Duff Dixon, president of Ontario Gas BBQ, which bills itself as the world's largest BBQ store, says that the latest generation of barbecues include built-in features that make grilling anytime a breeze. This year we are seeing a shift toward grill centres, which are the all-inclusive propane or natural gas barbecues. People are moving toward these because they not only have large and diverse cooking surfaces but they can also be permanently incorporated in backyard landscaping designs.

Engineered to fit into an outdoor counter much like indoor stoves, the units immediately increase the value of your backyard and home because they are permanently installed, says Dixon. With counter space, a wet bar, barbecue, seating, umbrellas and canopies, your backyard can easily be transformed into another room in your house.

Health Canada's Food Safety Tips for Barbecuing recommend thawing frozen meat in a refrigerator or in a microwave before placing it on the barbecue, so it will cook evenly. When cooking, Health Canada recommends using a digital food thermometer to make sure the internal temperature of the meat has killed all bacteria such as E. coli, Salmonella and Listeria. Colour alone is not a reliable indicator that meat is safe to eat. Meat can turn brown before all the bacteria are killed, says Health Canada.

Put the thermometer into the thickest part of the meat. For hamburgers, place it through the side of the patty all the way to the middle, and check each patty.

Health Canada has a chart of safe internal cooking temperatures on its website.

If you haven't used your barbecue for awhile, Napoleon Fireplaces and Grills suggests taking the burners off and cleaning them thoroughly. Use a venturi brush to clean out the burners. If there are food particles blocking burner ports, use a 1/16th-inch drill bit to clean out the ports.

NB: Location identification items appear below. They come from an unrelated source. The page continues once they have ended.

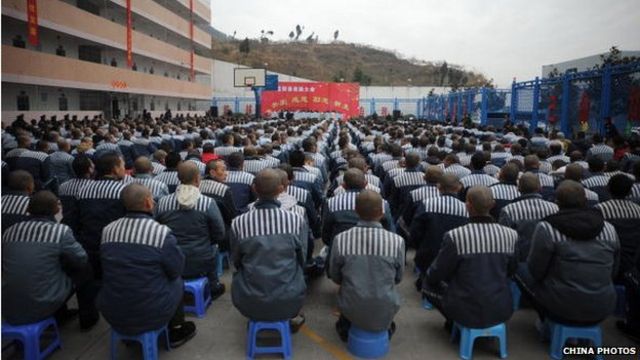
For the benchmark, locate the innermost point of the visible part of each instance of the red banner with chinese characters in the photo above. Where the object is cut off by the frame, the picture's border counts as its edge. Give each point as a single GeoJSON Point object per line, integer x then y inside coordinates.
{"type": "Point", "coordinates": [192, 72]}
{"type": "Point", "coordinates": [585, 107]}
{"type": "Point", "coordinates": [634, 104]}
{"type": "Point", "coordinates": [32, 22]}
{"type": "Point", "coordinates": [129, 35]}
{"type": "Point", "coordinates": [343, 98]}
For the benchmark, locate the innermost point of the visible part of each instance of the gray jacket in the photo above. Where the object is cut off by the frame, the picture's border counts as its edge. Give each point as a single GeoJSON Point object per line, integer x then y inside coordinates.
{"type": "Point", "coordinates": [34, 284]}
{"type": "Point", "coordinates": [367, 262]}
{"type": "Point", "coordinates": [268, 248]}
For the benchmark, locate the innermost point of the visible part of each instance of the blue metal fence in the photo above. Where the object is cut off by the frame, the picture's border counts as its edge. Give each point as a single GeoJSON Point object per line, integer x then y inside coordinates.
{"type": "Point", "coordinates": [571, 102]}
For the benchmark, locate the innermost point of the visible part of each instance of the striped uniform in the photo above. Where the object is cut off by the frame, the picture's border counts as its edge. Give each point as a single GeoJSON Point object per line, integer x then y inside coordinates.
{"type": "Point", "coordinates": [14, 209]}
{"type": "Point", "coordinates": [157, 168]}
{"type": "Point", "coordinates": [478, 179]}
{"type": "Point", "coordinates": [158, 188]}
{"type": "Point", "coordinates": [458, 170]}
{"type": "Point", "coordinates": [605, 152]}
{"type": "Point", "coordinates": [341, 190]}
{"type": "Point", "coordinates": [254, 166]}
{"type": "Point", "coordinates": [240, 177]}
{"type": "Point", "coordinates": [483, 238]}
{"type": "Point", "coordinates": [523, 215]}
{"type": "Point", "coordinates": [226, 150]}
{"type": "Point", "coordinates": [201, 166]}
{"type": "Point", "coordinates": [170, 178]}
{"type": "Point", "coordinates": [138, 231]}
{"type": "Point", "coordinates": [170, 203]}
{"type": "Point", "coordinates": [371, 179]}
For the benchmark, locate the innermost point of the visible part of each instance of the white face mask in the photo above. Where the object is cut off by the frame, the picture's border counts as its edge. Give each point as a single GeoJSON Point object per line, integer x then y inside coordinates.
{"type": "Point", "coordinates": [187, 195]}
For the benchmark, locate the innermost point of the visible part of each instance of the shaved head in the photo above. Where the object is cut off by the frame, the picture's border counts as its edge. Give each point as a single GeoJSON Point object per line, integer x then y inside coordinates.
{"type": "Point", "coordinates": [136, 197]}
{"type": "Point", "coordinates": [369, 206]}
{"type": "Point", "coordinates": [479, 201]}
{"type": "Point", "coordinates": [529, 183]}
{"type": "Point", "coordinates": [570, 195]}
{"type": "Point", "coordinates": [354, 179]}
{"type": "Point", "coordinates": [449, 184]}
{"type": "Point", "coordinates": [433, 174]}
{"type": "Point", "coordinates": [188, 173]}
{"type": "Point", "coordinates": [268, 184]}
{"type": "Point", "coordinates": [142, 165]}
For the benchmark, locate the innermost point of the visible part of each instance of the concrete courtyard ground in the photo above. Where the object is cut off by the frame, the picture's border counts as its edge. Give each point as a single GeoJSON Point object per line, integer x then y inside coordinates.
{"type": "Point", "coordinates": [420, 333]}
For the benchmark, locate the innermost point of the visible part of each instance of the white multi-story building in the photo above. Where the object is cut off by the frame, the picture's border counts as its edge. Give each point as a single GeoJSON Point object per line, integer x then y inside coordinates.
{"type": "Point", "coordinates": [80, 65]}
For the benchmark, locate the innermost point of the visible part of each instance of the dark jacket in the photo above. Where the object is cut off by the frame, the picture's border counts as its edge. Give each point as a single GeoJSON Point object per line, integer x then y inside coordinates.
{"type": "Point", "coordinates": [269, 282]}
{"type": "Point", "coordinates": [14, 208]}
{"type": "Point", "coordinates": [98, 204]}
{"type": "Point", "coordinates": [624, 215]}
{"type": "Point", "coordinates": [34, 253]}
{"type": "Point", "coordinates": [573, 259]}
{"type": "Point", "coordinates": [476, 262]}
{"type": "Point", "coordinates": [435, 216]}
{"type": "Point", "coordinates": [367, 262]}
{"type": "Point", "coordinates": [196, 230]}
{"type": "Point", "coordinates": [142, 265]}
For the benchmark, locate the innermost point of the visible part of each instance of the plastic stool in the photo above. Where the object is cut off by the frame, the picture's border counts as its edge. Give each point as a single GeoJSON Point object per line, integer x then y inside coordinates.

Hot soapy water is best for most of the grills and searing plates, and for the base, sides and outside of the grill. Stainless steel units should be cleaned with a stainless steel cleaner. Use a spatula to scrape up grease from the base down to the drip pan, and give the drip pan a good cleaning.

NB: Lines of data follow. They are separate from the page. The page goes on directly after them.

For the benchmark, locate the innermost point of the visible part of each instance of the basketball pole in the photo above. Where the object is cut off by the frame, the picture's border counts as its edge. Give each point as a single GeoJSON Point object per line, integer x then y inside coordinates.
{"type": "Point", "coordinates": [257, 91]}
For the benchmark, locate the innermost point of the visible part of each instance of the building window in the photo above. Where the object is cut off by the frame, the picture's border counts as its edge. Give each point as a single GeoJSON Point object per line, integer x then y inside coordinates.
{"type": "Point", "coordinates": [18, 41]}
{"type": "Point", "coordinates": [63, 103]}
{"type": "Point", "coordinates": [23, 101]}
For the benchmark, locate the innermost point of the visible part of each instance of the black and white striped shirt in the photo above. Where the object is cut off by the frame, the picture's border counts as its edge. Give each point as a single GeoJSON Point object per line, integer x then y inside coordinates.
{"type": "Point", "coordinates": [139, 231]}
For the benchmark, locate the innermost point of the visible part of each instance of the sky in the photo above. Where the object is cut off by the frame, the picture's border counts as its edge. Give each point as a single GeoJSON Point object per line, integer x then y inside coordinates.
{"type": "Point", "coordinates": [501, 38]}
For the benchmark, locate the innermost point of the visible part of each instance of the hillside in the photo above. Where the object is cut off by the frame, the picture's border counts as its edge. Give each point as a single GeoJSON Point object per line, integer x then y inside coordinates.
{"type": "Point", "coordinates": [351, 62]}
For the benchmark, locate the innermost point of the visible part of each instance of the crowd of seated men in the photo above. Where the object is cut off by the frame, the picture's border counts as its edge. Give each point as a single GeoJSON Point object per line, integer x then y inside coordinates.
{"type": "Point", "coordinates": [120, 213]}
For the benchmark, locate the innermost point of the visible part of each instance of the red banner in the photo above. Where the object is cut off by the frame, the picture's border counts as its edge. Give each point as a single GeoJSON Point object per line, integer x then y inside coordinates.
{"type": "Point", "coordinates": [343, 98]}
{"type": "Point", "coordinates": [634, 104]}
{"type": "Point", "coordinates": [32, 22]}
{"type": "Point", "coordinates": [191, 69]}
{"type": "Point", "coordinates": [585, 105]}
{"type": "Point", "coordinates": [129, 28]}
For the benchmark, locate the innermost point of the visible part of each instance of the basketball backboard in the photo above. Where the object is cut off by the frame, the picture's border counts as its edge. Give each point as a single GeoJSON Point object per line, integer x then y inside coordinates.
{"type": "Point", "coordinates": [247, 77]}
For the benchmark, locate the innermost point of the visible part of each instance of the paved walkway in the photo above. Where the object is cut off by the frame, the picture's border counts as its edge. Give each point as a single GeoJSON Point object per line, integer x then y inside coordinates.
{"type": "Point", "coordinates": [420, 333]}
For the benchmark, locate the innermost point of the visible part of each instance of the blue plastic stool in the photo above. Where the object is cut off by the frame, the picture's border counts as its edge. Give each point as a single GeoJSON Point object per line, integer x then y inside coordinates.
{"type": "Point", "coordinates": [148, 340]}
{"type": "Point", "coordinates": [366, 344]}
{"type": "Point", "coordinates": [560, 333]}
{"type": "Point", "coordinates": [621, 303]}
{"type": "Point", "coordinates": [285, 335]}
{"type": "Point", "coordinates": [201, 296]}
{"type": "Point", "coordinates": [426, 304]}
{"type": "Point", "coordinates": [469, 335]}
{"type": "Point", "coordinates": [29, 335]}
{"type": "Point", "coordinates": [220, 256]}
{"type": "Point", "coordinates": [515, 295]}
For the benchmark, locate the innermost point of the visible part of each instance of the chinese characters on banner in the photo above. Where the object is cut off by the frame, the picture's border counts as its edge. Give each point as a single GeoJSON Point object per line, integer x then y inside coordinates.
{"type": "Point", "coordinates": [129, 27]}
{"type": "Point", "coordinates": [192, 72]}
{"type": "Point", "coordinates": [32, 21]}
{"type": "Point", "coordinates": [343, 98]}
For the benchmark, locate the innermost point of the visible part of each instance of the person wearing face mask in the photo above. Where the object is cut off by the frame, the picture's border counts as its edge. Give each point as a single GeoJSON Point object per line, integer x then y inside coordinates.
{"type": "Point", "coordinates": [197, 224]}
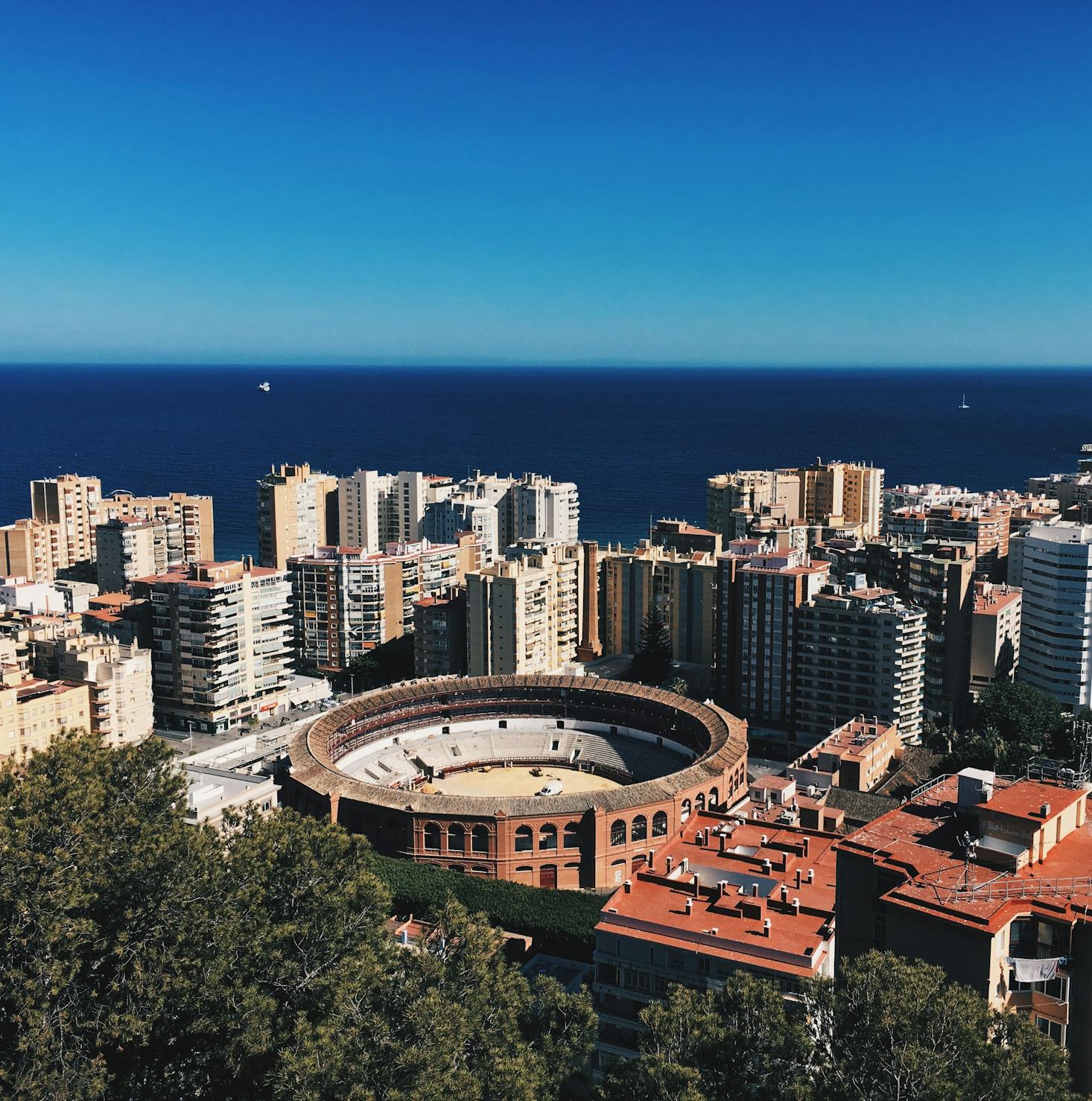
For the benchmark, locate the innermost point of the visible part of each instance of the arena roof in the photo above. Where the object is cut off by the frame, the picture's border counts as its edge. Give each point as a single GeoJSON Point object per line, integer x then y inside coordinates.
{"type": "Point", "coordinates": [314, 767]}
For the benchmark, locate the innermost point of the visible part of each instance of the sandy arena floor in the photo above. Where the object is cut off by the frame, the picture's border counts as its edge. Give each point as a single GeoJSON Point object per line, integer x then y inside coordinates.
{"type": "Point", "coordinates": [518, 781]}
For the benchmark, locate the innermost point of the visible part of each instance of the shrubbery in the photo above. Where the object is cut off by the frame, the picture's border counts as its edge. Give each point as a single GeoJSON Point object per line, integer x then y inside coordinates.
{"type": "Point", "coordinates": [557, 919]}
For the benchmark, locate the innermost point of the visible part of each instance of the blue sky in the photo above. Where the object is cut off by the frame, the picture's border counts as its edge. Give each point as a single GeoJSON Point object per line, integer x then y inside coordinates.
{"type": "Point", "coordinates": [548, 182]}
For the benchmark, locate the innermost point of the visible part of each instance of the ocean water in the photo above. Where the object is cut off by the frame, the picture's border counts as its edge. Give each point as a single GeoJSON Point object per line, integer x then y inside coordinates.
{"type": "Point", "coordinates": [638, 442]}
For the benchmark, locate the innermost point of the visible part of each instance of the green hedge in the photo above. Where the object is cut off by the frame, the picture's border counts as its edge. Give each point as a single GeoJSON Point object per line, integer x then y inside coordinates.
{"type": "Point", "coordinates": [559, 921]}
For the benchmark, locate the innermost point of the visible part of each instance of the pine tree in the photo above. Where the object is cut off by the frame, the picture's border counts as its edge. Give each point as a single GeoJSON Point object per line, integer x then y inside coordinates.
{"type": "Point", "coordinates": [653, 661]}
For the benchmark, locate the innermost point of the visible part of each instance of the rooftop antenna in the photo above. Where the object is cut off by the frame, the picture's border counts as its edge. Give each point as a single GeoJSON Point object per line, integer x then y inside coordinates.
{"type": "Point", "coordinates": [970, 847]}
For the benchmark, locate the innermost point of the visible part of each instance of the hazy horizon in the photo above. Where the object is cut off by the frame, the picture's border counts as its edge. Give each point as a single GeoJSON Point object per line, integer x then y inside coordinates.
{"type": "Point", "coordinates": [618, 184]}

Look for any crimps, scratching or punctures on all the hoses and feed tubes. If you find a problem, the line must be replaced. Conduct a leak test to make sure everything is working property – there's a video about how to do this on Napoleon's website.

Finally, ensure the ignition parts are working property. The tips of the electrodes should be clean and have no rust or grease build-up – if they do, use sandpaper to clean them off. If the unit has a battery ignition, you may need to change the batteries.